The blank page aestheticized in Carrie Mae Weems’s rambling and sometimes poignant “Grace Notes: Reflections for Now,” which came to the Kennedy Center on Friday night. (William Struhs/William Struhs)

Critic A: There’s a line between performance art and performance. Carrie Mae Weems’s project “Grace Notes: Reflections for Now,” which premiered at the Spoleto Festival last year and came to the Kennedy Center’s Eisenhower Theater on Friday night, shines a spotlight squarely on it. As performance art, “Grace Notes” offers snippets of thoughts and imagery and events that are sometimes powerful, sometimes oblique. As a performance, it doesn’t quite come off.

Critic B: It’s irrelevant to criticize a piece that is reaching for something much bigger than mere entertainment. You could argue that simply offering a Kennedy Center platform for this piece, a strong statement about African American lives today, a work that involves many artists speaking, singing, dancing, musing on the nature of grace, and at one point commemorating the lives lost to senseless violence — from Trayvon Martin to Philando Castile, an all-too-long roster of names that bite like nails fired from a nail gun — is far more important than whether the result “works” according to anyone’s notions of artistic effectiveness.

Critic A: Yet Weems, a MacArthur fellow best known as a photographer and performance artist who had a Guggenheim retrospective of her work in 2014, chose this particular medium — a staged work in a live theater setting — so it’s reasonable to examine whether the work functions on this medium’s terms.

The piece opens with a woman sitting on stage at a desk with a typewriter, facing a wall: a nice metaphor for those of us familiar with the blank page. The real action, then, begins with a video of Weems herself walking through a museum, and I thought briefly of Beyonce’s video “Lemonade” — simply because it was an image of a strong African American woman walking with a clear purpose at the start of a long immersive piece. But the “Lemonade” video was an unfortunate comparison, because that astonishing hour-long operatic work offered a level of sophistication and power that this evening, for all its virtues, never quite achieved after its promising opening.

I think this is partly a question of inexperience. Each medium has slightly different rules, and artists spend their lifetimes figuring out how to communicate in each of them; Weems has not had much chance to figure out what works well on stage. What she did was introduce a number of performers in a kind of revue that played out against a minimal backdrop of a wall with inset windows, branches and falling snow. Three singers with lyrical silvery voices: Eisa Davis, Alicia Hall Moran and Imani Uzuri, called “The Three Graces,” now joined, now soloing in a gentle lullaby. Spoken-word artists Aja Monet and Carl Hancock Rux, the resonant baritone speaking voice of the latter rolling out his texts. The dancer Francesca Harper, moving gently along with some of the words. The whole thing culminated with no less a luminary than the fierce Nona Hendryx, who got the whole company and the audience singing along. But her closing message was simply, “Grace will set you free.” Is that really adequate to the anguish of Trayvon Martin and all the other senseless deaths? It felt as if Weems was falling back on a slightly hackneyed answer — as if she didn’t quite know how to make use of all that creative firepower.

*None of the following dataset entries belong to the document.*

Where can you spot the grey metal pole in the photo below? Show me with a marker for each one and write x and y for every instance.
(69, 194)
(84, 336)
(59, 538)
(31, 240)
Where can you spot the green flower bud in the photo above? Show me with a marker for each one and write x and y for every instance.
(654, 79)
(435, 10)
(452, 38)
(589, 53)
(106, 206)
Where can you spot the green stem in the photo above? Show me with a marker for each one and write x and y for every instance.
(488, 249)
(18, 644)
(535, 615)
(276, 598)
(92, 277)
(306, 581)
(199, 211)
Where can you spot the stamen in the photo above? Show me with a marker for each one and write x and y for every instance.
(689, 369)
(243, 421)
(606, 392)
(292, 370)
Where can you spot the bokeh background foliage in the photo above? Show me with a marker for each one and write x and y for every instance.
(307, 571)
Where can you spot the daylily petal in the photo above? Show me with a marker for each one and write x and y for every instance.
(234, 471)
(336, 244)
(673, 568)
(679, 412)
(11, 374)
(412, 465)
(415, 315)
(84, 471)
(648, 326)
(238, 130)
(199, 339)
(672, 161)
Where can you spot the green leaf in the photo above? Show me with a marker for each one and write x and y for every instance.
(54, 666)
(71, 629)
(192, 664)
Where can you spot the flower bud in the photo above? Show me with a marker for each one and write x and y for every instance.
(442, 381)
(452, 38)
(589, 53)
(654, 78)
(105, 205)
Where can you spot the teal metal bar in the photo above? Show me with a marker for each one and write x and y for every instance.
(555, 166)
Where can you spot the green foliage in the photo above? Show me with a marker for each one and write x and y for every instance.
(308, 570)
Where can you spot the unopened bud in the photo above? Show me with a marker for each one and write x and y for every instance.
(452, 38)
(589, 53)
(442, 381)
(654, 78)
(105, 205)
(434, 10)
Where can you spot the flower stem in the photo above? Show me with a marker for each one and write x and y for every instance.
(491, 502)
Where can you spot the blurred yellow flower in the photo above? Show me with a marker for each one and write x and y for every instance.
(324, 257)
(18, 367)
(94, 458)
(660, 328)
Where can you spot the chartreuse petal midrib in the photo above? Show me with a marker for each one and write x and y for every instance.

Critic B: Certainly there were awkwardnesses. But the whole evening was in a way about facing those awkwardnesses, about the junction of art and human life, and the question of how art can deal with or transcend the raw horror of events. The work is a meditation on grace, and what constitutes grace, and the grace of acknowledging tragedy. It had its genesis in the image of President Barack Obama singing “Amazing Grace” during his eulogy to a victim of the massacre in Charlestown, S.C., in 2015. This kind of grace is a part of the African American tradition, by default — something forced on a community that’s been subject to repeated bouts of senseless violence. It’s a quiet dignity. You don’t howl. You sing, gently. You stand, with pride. And, like Emmett Till’s mother, you leave the casket open.

Critic A: I would have loved to see more of that in evidence on the stage, rather than left to my inference. What actually played out, in the performance, was more well-meaning than genuinely evocative.

One exception was the number performed by a terrific multiethnic group of steppers, Dem’ Raider Boyz Step Squad from Eleanor Roosevelt High School, three-time national high school stepping champions, a last-minute replacement for a college team that was unable to perform. The sharp, explosive, percussive gestures, performed in perfect unison — arms and legs out at straight angles, slamming into one another — represented an amazing fusion of form and content, tradition and expressivity, emotion channeled into formal expression through hours and years of hard work.

Critic B: I agree that it stood out. But I’d say the point of the piece as a whole was that it set out to present a collage of overlapping voices and experiences around questions of just such emotion, and that the effectiveness of individual moments in it could be taken as the proof that it worked.

Correction: An earlier version of this story misidentified the step team that performed, due to a last-minute program change. It was Dem’ Raider Boyz Step Squad, not the Kappa Psi Hop team of the Omega Psi Phi Fraternity.